Pleistocene Skeleton
Steel, wax, marble dust, and acrylic
Nancy Graves, 1970
Smithsonian Museum of American Art
Last fall I visited the newly renovated Smithsonian Museum of American Art. One of my favorite pieces was this sculpture by Nancy Graves. It’s made of steel, but coated and painted to resemble excavated bone.
It’s hard to explain why I singled this piece out – after all, it resembles any old skeleton in any number of natural history museums. But unlike the typical frenzied, kid-thronged dinosaur exhibit, the Graves sculpture was alone, at one end of a completely vacant gallery (except for myself and one of the Smithsonian’s many silent guards). It felt like I was discovering something for the first time. Yet it wasn’t authentic. It was neither “pleistocene” nor a “skeleton.” It had never been alive, and it wasn’t a history of anything, except the artist’s own imagination.
Pleistocene Skeleton
Steel, wax, marble dust, and acrylic
Nancy Graves, 1970
Smithsonian Museum of American Art
Apparently Graves’ contemporaries weren’t sure what to make of her work either.
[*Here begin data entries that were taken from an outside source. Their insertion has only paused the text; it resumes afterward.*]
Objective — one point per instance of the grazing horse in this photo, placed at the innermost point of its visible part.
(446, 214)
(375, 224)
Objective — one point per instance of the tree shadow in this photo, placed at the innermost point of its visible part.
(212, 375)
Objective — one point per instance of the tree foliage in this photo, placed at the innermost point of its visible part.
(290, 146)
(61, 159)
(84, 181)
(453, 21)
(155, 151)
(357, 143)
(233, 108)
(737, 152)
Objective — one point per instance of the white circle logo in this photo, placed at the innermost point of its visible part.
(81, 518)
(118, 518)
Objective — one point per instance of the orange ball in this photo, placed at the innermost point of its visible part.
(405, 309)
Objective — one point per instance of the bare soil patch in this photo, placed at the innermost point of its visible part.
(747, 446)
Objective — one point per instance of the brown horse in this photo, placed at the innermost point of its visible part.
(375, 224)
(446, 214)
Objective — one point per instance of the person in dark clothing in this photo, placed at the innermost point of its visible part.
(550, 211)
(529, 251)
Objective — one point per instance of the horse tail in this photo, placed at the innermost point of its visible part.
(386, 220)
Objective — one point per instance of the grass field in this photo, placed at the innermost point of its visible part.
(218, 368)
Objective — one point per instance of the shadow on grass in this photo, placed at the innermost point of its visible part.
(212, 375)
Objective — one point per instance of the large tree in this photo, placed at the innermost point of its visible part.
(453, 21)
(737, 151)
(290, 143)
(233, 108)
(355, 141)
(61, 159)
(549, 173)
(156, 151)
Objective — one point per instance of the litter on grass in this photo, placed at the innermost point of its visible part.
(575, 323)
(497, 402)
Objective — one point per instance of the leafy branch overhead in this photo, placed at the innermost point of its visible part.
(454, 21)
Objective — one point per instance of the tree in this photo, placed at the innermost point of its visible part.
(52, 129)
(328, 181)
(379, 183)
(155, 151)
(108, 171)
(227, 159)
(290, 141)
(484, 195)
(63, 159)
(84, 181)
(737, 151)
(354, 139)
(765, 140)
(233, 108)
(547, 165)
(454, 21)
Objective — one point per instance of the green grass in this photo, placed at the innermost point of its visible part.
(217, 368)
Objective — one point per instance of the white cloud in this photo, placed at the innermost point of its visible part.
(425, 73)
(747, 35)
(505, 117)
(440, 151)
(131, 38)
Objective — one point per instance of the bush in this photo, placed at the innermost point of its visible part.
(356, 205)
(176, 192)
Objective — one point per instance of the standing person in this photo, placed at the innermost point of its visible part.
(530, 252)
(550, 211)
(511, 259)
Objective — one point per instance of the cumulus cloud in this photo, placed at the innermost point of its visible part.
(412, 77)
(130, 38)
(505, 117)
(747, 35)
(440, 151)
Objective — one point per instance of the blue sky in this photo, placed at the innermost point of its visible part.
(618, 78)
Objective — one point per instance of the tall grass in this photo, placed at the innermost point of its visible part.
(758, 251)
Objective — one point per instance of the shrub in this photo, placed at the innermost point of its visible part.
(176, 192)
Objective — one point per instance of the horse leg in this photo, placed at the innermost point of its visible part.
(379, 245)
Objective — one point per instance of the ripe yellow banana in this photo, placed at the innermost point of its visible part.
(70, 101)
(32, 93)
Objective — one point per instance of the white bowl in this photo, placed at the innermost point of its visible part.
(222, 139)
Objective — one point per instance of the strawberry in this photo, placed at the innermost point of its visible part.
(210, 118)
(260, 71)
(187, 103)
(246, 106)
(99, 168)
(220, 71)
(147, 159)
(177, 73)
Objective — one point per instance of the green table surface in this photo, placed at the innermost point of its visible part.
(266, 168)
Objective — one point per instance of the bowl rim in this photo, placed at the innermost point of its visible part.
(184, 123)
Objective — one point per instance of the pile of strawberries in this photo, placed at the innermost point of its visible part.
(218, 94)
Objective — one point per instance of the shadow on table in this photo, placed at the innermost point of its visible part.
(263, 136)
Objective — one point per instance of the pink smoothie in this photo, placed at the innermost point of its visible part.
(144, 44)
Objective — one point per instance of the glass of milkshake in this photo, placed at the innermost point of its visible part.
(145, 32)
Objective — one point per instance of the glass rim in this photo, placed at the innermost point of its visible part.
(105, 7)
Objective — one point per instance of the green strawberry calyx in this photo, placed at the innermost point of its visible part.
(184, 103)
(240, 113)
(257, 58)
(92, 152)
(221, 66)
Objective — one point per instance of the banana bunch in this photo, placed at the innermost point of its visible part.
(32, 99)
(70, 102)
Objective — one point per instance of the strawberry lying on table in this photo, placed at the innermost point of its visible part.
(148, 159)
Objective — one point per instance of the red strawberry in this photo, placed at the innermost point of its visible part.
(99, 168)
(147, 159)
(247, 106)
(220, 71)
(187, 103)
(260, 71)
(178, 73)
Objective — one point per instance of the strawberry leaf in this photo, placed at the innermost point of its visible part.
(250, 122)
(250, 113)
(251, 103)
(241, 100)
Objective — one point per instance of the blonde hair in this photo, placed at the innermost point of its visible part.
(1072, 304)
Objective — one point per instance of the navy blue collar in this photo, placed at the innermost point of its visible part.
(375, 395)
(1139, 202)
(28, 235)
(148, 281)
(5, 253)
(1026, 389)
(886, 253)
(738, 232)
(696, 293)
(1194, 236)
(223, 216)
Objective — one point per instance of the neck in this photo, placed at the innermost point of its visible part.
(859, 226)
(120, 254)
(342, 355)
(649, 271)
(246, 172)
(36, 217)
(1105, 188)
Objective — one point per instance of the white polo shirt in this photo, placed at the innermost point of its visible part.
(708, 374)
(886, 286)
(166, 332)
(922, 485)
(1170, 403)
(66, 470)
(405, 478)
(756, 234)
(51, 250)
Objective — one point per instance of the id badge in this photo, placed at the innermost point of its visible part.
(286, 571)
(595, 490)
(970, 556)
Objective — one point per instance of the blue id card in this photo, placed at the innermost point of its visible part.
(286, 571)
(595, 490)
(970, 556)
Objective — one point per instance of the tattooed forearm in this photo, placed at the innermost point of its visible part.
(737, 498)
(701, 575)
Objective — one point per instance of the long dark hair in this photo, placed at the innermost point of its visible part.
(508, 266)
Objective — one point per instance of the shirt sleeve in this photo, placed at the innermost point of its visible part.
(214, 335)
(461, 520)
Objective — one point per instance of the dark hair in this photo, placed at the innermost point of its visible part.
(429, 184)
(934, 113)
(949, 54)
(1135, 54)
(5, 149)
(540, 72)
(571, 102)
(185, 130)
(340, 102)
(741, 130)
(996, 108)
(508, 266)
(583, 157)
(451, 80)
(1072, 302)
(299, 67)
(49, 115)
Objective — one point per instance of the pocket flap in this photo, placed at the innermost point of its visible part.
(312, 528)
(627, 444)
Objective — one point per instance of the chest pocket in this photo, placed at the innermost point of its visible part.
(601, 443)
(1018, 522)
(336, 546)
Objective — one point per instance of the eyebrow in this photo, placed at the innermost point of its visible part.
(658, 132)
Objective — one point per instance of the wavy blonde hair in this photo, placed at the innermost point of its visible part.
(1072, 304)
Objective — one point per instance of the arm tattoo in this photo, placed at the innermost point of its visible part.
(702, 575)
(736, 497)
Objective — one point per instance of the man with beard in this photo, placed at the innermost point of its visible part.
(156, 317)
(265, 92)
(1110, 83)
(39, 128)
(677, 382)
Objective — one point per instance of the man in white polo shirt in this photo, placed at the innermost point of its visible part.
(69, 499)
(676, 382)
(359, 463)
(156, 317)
They knew she was good: in 1969, at the age of 28, she held a solo show at the Whitney (the first woman to do so). It consisted of three life-sized camels – built from the inside out, of acrylic, hair, wool, and paint over wood and steel armatures. According to the Time review,
More than a few museumgoers suspected that Nancy Graves’ camels were part of an ingenious put-on, particularly since the Whitney was handing out extraordinarily pretentious brochures in which Miss Graves was quoted as proclaiming that “these camels do not find their organization in the real world but are the result of my experience. I cannot imagine or perceive a camel until it is completed.” It sounded rather as though she were kidding the highbrows who insist that great art must be abstract. Since the abstract artist—by definition—depicts shapes for which no exact models exist in the visible world, he sometimes refers to his work as “not perceived until completed.”
Miss Graves, however, when approached directly, maintains that all she cares about is camels. “There’s as much possibility for fresh invention in making a camel as in making a human figure,” she says. Come to think of it, since nobody else has done much using the camel as a subject, there is probably more. (Time, “The Camel As Art,” 1969)
Camel VI, VII, VIII
wood, steel, burlap, polyurethane, animal skin, wax, oil paint
Nancy Graves, 1968-69
Graves worked continuously until her death in 1995, and her output was bewilderingly diverse. Prior to encountering “Pleistocene Skeleton,” I had never seen her earliest pieces. Her sculptures from the eighties look radically different – brightly colored abstract assemblages hardly reminiscent of natural history museums. So I was surprised to discover that one of her key influences was Clemente Susini, whose work she encountered at La Specola while on a Fulbright. (See my previous post on Susini here).
From an interview between Graves and Emily Wasserman:
The Museum of Natural History in Florence, Italy (where I lived and worked during 1966) contains the wax-works of an 18th-century anatomist, named Susini. What I saw there was a man whose total obsession was circumscribed within a very academic situation. That is, he was trying to define human anatomy in terms of drawings, and their reproduction in wax. The results were art, even in terms of that socio-historical period, although they were not recognized as such–they were not just copied cadavers. Visually, it’s the most emphatic thing–the attempt to be rigorous about whatever the problem was, was much more thorough and complete than most artists usually are…the significance of this for me was that Susini had produced a complex body of work from a single point of origin. (Artforum, 1970)
I love Graves’ description of Susini’s work. It reflects the central tension in scientific art (or art inspired by science) between accuracy and interpretation. Is it art or not? And why? “Pleistocene Skeleton” invokes that question, but doesn’t answer it.
Graves would continue to draw from natural history throughout her career. The fossil theme continues in her sculptures “Variability of Similar Forms,” “Fossils Incorrectly Placed,” and “Inside-Outside;” she would also create paintings based on geologic maps of the sea, moon, and Mars, and even her abstract sculptures included casts of natural materials. According to Michael Brenson, “while late American modernists were trying to build toward a future that would erase the past, Ms. Graves was involved in a wilder artistic project no less radical in its implications. She was re-creating evolution” (NYT, “Sculptures by Nancy Graves at the Brooklyn Museum,” 1987).
More on Nancy Graves:
Nancy Graves Foundation
National Gallery
Article at Answers.com
Sometimes looking back at an artist’s oeuvre brings forth so much more new information and hidden nuances. Glad you wrote this piece on Miss Nancy Graves. We will be sure to check out her art on our next visit to the Smithsonian…
Wow.. great post. And so well researched!
It would be interesting to see a reconstruction. It appears to be a camel designed by committee. Cool work!
Zeladoniac: I agree – I think the skeleton is a bit more convincing than the fully realized camel. I’m not sure if the purpose was to be convincingly real, or just disturbingly close. But it’s certainly cool.